For the fiscal year 2014, ending July 31, Pall Corporation reported a 17% y-o-y growth in revenues across its life sciences segment to $413m (€313m) led by a 22% growth rate in sales of consumables for the biopharmaceutical industry attributed to the strength in the market and the benefit of its $185m acquisition of ATMI in February.
The deal boosted Pall’s offering of single-use technology, adding a range of disposable mixing systems, bioprocessing vessels, bioreactors and TK8 film and, according to CEO Larry Kingsley, has placed Pall as one of “a handful of players globally that have the portfolio to play” in the single-use market.
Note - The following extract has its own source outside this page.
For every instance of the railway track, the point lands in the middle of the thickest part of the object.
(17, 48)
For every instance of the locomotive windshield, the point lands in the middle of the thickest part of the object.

“We expect that single use will grow at a substantially higher rate than the core or stainless biopharma approach to those same applications,” he told investors in yesterday’ conference call discussing results, though stressed the growth in stainless would remain “extremely healthy for quite a number of years to come.”
However, Kingsley added the biggest challenge in the market is ensuring the Pall and newly integrated ATMI leadership team build out the family of single-use products to generate high profit margins.
“If you look at how we stand now relative to the rest of the competitive base, I think we're in demonstrably better shape and we've got a great deal of horsepower that we can work forward.”
Pall has been investing heavily in the bioprocessing space, adding single-use technology firm Medistad Holdings and solid core microcarrier manufacturer SoloHill Engineering before the ATMI deal, and Kingsley said this M&A strategy was set to continue into 2015.
“Our acquisition focus for 2015 remains the same,” he said. “A two-pronged approach based on, high-growth Life Sciences properties on the one hand, and short-term accretive Industrial bolt-ons on the other.”
He continued: “We're going to continue to make those key strategic investments that drive particularly the biopharm business,” though added Pall’s balance sheet would temporarily suffer due to “fairly expensive transaction prices” associated with any deal.
However, “on the other side, that other prong, what is nice in terms of the offset is that we get some immediate return out of the Industrial acquisitions that we pursue.”